Jorge Luis Borges, due poesie da Elogio dell’ombra
IL LABIRINTO
Zeus non potrebbe sciogliere le reti
di pietra che mi stringono. Ho scordato
gli uomini che fui; seguo l’odiato
sentiero di monotone pareti
ch’è il mio destino. Dritte gallerie
che si curvano in circoli segreti,
passati che sian gli anni. Parapetti
in cui l’uso dei giorni ha aperto crepe.
Nella pallida polvere decifro
orme temute. L’aria m’ha recato
nei concavi crepuscoli un bramito
o l’eco d’un bramito desolato.
Nell’ombra un Altro so, di cui la sorte
è stancare le lunghe solitudini
che intessono e disfanno questo Ade
e bramare il mio sangue, la mia morte.
Ci cerchiamo l’un l’altro. Fosse almeno
questo l’ultimo giorno dell’attesa.
§
LE COSE
Le monete, il bastone, il portachiavi,
la pronta serratura, i tardi appunti
che non potranno leggere i miei scarsi
giorni, le carte da gioco e la scacchiera,
un libro e tra le pagine appassita
la viola, monumento d’una sera
di certo inobliabile e obliata,
il rosso specchio a occidente in cui arde
illusoria un’aurora. Quante cose,
atlanti, lime, soglie, coppe, chiodi,
ci servono come taciti schiavi,
senza sguardo, stranamente segrete!
Dureranno piú in là del nostro oblio;
non sapran mai che ce ne siamo andati.
*
da J.L.Borges, Elogio dell’ombra – trad. di Francesco Tentori Montalto, Einaudi, 1971
(immagine d’apertura: opera di Colleen-Corradi-Brannigan)

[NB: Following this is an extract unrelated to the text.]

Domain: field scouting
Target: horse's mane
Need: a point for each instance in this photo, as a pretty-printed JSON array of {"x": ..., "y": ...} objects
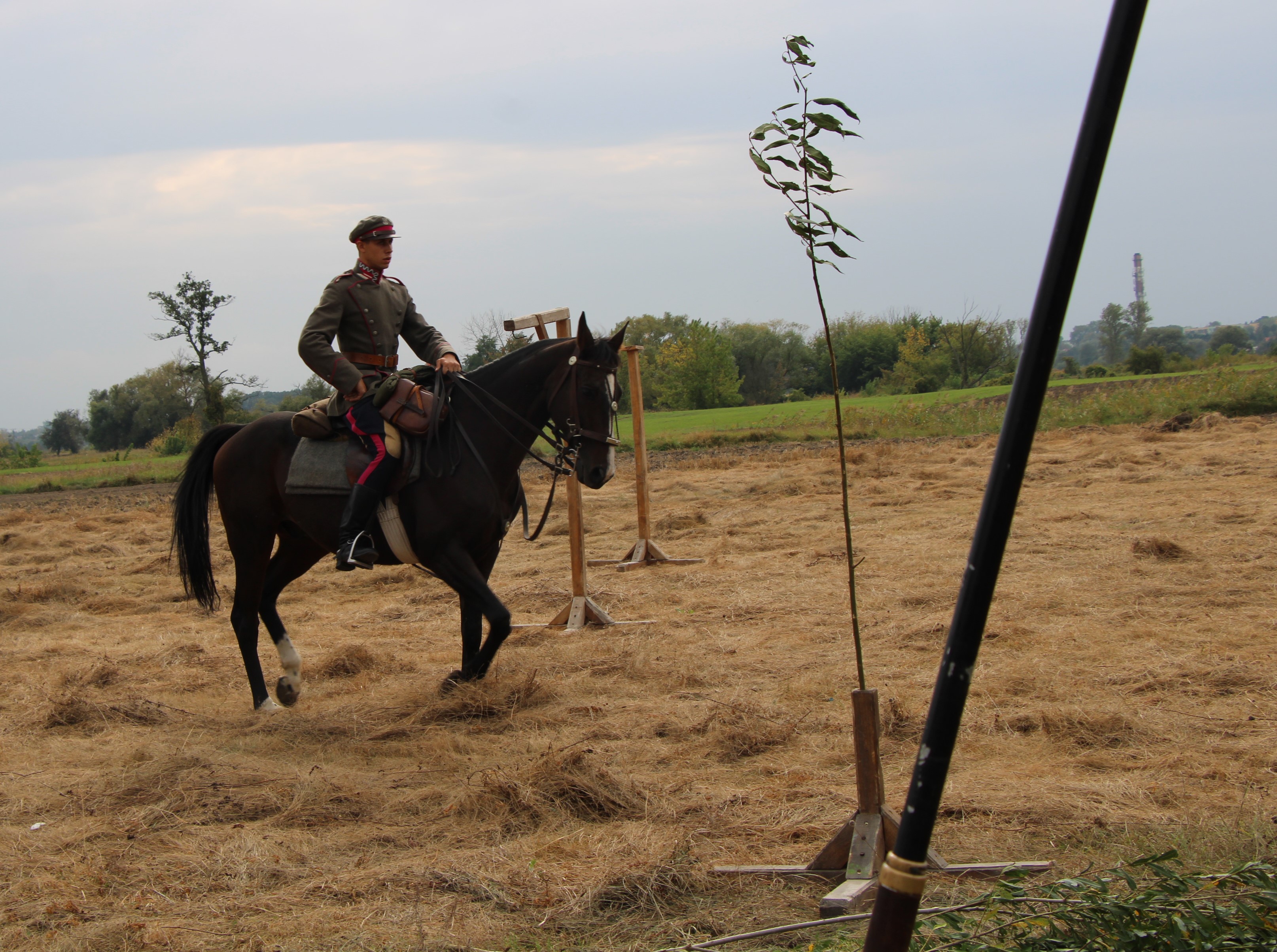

José Eduardo Degrazia, tre poesie da Pioggia Antica
LA NITIDEZZA DELLE COSE
Nel silenzio di casa, quando il legno si spezza,
aspetto i movimenti degli ingranaggi del tempo,
la manifestazione evidente della macchina del mondo,
le pale del mulino che macinano la farina dei giorni,
i denti che recidono la pelle della feroce esistenza,
lo scorrere dei minuti dell’orologio naufrago dei domani.
Il ronzio della mosca contro la sua immagine nel vetro.
Nel silenzio di casa, quando tremano i mobili
e oscillano gli elettrodomestici nel riflesso del vetro,
stridendo in un coro liturgico tra le monete
nitide sotto il sole e le pale che tritano emozioni,
e la puleggia che bisbiglia parole contro l’indifferenza,
il destino delle posate e piatti prigionieri, lentamente
si disfano in argilla e ruggine mortale.
Le cose muoiono senza panico mentre guardiamo
distratti il vento che solleva le tende della stanza.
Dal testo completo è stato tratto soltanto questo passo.